The show, which first premiered in 1988 and was called “Caged in Fear,” was Discovery Channel’s highest-rated show in adults last year. Over the years, it has been a mammoth success, elevating Discovery’s usual primetime statistics, according to The Atlantic. Over 62 million viewers tuned into the show in 2010.
However, shark experts say that over the years the show has introduced a more fictional spin rather than sticking with a more factual shark-based programming.
According to Boston.com, David Shiffman, a shark biologist and Ph.D. candidate at the University of Miami, echoed the sentiment, saying that “Shark Week” used to be a “celebration of sharks” that aimed to show “amazing animals in amazing places, and the amazing people who worked to study and protect them. In the past few years, there’s been a shift toward pseudoscience and fearmongering.”
Discovery has set an earlier release date for the latest season of “Shark Week.” It premieres on July 5, which is a month earlier than last year. It is also two weeks ahead of Syfy’s second annual Sharknado Week that will air from July 18 to July 25. While “Shark Week” will broadcast its most ever 19 hours of programming this time, Discovery has also set a Shark Weekend in late August, as reported by Adweek.

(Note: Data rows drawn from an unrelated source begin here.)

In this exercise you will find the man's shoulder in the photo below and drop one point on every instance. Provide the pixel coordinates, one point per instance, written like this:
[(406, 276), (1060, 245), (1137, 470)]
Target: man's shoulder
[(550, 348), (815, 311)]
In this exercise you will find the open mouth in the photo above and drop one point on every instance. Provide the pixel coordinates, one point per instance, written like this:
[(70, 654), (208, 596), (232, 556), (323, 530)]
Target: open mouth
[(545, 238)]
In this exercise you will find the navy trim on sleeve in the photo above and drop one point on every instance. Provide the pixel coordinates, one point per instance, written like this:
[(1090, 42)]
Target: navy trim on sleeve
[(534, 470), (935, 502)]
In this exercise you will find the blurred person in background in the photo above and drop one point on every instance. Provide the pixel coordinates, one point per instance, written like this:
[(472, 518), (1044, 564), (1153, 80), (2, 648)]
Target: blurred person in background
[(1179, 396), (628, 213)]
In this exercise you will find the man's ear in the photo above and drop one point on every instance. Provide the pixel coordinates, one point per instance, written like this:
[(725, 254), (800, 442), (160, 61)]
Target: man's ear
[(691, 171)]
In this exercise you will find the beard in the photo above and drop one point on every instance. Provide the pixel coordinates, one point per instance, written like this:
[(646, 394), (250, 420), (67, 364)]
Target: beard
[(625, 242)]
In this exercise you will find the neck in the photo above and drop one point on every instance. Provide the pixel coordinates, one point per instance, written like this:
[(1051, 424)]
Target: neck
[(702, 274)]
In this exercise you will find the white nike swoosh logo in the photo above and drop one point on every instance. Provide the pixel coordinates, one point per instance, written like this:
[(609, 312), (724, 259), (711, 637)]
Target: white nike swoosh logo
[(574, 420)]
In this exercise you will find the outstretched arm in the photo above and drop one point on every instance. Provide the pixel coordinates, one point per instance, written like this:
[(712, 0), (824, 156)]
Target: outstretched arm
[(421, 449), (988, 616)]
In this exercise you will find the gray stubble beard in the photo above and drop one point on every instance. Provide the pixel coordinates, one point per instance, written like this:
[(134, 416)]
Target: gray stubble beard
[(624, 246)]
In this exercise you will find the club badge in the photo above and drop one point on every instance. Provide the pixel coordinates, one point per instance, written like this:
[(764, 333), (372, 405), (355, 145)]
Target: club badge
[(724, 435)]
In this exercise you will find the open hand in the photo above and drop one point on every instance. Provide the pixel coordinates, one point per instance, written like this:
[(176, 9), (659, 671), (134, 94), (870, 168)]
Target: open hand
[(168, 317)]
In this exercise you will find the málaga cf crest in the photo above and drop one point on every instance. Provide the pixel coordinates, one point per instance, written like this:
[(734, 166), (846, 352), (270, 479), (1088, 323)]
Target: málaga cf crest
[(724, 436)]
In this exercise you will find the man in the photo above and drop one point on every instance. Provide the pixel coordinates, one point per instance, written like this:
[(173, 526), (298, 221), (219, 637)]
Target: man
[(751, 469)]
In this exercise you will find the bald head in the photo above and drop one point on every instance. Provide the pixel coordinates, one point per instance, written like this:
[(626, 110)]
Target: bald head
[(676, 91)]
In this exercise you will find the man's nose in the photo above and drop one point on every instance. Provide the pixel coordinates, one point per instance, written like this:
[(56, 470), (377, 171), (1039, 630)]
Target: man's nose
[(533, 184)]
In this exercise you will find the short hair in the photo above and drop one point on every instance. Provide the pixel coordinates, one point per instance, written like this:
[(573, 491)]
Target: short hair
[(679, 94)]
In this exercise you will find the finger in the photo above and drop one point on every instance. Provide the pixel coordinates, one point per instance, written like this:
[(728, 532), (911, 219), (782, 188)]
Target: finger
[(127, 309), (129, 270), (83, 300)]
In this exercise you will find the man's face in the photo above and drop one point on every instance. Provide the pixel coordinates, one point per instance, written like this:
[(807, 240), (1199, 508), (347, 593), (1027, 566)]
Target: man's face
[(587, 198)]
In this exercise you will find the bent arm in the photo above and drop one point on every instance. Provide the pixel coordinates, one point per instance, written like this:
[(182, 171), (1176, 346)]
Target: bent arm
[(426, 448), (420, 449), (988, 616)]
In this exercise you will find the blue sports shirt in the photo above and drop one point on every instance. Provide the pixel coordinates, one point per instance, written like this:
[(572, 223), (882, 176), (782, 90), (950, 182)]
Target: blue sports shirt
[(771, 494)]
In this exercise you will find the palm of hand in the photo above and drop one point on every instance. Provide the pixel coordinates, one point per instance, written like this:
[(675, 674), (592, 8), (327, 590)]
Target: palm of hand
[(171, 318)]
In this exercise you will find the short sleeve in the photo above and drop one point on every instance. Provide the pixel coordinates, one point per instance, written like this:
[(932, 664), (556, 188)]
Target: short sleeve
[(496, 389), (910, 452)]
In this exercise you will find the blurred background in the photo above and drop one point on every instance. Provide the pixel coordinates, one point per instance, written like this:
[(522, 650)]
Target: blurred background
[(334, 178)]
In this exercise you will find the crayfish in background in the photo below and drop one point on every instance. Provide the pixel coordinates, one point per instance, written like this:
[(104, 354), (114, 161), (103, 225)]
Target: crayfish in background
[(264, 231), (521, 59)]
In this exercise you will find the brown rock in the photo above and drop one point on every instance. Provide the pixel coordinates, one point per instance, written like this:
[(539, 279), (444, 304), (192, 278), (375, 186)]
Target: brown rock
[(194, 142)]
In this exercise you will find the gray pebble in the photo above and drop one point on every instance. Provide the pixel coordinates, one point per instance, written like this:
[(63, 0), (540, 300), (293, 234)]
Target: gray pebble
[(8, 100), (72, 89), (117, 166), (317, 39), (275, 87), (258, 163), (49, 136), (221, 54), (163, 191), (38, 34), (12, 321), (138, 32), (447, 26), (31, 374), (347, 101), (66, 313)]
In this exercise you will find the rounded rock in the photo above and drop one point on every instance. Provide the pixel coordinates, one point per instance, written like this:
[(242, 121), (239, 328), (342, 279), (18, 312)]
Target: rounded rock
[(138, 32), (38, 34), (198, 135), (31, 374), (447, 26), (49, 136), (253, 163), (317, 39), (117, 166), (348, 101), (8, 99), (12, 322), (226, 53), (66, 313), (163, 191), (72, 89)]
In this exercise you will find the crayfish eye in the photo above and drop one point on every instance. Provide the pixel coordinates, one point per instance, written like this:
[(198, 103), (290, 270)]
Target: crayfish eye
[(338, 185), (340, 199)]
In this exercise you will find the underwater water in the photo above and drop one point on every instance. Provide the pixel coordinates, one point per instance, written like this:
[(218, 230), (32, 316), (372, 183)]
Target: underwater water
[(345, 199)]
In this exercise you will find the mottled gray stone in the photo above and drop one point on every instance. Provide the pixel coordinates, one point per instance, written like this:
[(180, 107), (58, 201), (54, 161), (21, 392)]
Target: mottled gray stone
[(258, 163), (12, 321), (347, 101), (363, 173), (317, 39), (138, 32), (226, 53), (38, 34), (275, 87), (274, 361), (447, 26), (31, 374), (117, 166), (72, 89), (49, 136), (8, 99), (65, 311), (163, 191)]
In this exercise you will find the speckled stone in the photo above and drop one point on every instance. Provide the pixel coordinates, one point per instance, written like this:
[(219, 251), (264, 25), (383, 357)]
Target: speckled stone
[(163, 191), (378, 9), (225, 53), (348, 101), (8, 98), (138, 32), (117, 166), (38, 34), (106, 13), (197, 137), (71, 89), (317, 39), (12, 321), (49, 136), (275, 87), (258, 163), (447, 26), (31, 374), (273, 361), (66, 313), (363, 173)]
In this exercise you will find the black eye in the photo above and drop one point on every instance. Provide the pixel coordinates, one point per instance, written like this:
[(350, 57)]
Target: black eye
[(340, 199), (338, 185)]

Discovery president Rich Ross, who will be handling “Shark Week” for the first time, said, “Shark Week is synonymous with summer, and to me, the holiday that is synonymous with summer is July 4. Our advertisers and promotional partners got it in a millisecond. They can launch something that builds their business over summer rather than the end.”
Volkswagen will be the presenting sponsor of the week-long shark-based programming for the fourth year. The automobile manufacturer is set to launch the Golf SportWagen by promoting the idea that wagons, like sharks, are often misunderstood.
According to Vinay Shahani, Vice President, Marketing, Volkswagen of America, said that the company’s partnership with Discovery “gets the creative juices going in terms of coming up with ways to makes this a really integrated program. It’s not just about the teasers we’ll jointly produce, or the ads, but what are some of the ways to engage consumers through other touch points? We’re really fortunate to have found a property like this.”
“We don’t celebrate the fear and anxiety,” Ross said, referring to the recent 40th anniversary of Jaws and the series of shark attacks that terrorized North Carolina beachgoers. “We celebrate the animal itself.”
This year, Discovery will partner with the Sea Save Foundation, seeking to raise “awareness about the beauty of marine ecosystems and their fundamental importance to human survival.” “Shark Week” also has partnerships with two other ocean conservation profits, Oceana and Ghost Fishing.
Shiffman said, “Much of the 2015 lineup looks like it will be better than the past few years, but there still may be significant problems.
“The Alien Sharks series is a fantastic example of quality natural history documentary filmmaking. It focuses on weird and wonderful sharks that rarely get screentime,” he said. Alien Sharks will return with a third instalment this year.
“Some of the trash that aired the last few years shows that people will watch anything if it has the word ‘shark’ in the title,” he added. “So why not make something good?”